Despite offering solid products time and again, Apollo consistently gets berated for its China base. Chinese products are cheap, but they are not known for their quality. Many potential buyers, as a result, are skeptical about buying Chinese items, such as Apollo bikes. Though industry experts and insiders find these concerns valid to an extent, they feel not all are justified.

When Japanese companies first started making bikes, their bikes met with widespread skepticism and some scathing reviews in the West. Over the years, the perception changed. Japanese manufacturing and technology are now considered industry-standard.

Chinese manufacturing is currently undergoing a similar phase. China’s manufacturing capabilities have come a long way, and it could take quite some time for the perception of China-made products to change. Companies like Huawei and Apollo are spearheading that change.

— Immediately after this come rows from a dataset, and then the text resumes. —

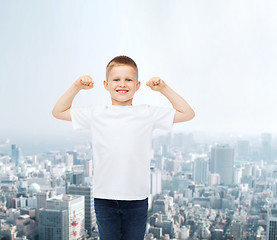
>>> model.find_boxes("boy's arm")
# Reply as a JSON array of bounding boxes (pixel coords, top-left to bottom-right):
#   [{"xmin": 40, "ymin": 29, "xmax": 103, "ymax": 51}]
[
  {"xmin": 52, "ymin": 75, "xmax": 94, "ymax": 121},
  {"xmin": 146, "ymin": 77, "xmax": 195, "ymax": 123}
]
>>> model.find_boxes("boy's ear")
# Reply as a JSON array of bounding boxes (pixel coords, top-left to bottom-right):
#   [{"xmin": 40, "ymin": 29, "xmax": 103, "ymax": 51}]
[
  {"xmin": 103, "ymin": 80, "xmax": 109, "ymax": 91},
  {"xmin": 136, "ymin": 81, "xmax": 141, "ymax": 91}
]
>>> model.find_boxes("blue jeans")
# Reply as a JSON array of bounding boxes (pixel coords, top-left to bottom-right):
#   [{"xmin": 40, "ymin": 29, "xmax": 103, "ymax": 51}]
[{"xmin": 94, "ymin": 198, "xmax": 148, "ymax": 240}]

P.S. Most of the Japanese bikes are being currently made in China.

Spare Parts Are Difficult to Find 

Finding spare parts for Apollo dirt bikes, including gas valves, carburetors, and exhausts – can be a challenge. As a result, Apollo bike riders are forced to settle with parts from other brands. Thankfully, the dirt bike spare parts market is quite robust, and finding compatible parts if you do some looking around is certainly not impossible.

The issue is relatively minor, but the fact that Apollo could have made sure or at least made public its commitment to strengthening its spare parts game is something that makes it a drawback. The after-sales support, on the contrary, is pretty responsive.

Conclusion 

If you want the best dirt bike, look at Yamaha bikes. Though you might end up spending more on a Yamaha bike, you are unlikely to buy a bad Yamaha. And if you somehow manage to land with a sub-par Yamaha motorcycle, there is the strong after-sales service and support that shall come to your rescue.

With Apollo, it’s kind of a mixed bag. If you do your research or know about dirt bikes in general, picking up a decent Apollo bike should not be that difficult. However, if you don’t do your due diligence, you could possibly end up disappointed. And the poor spare parts availability situation will only add salt to your wounds.

In short, Yamaha is for buyers with deep pockets and who want the best the market has to offer. Apollo dirt bikes are for budget-conscious buyers, typically young riders who are not necessarily seeking excellence.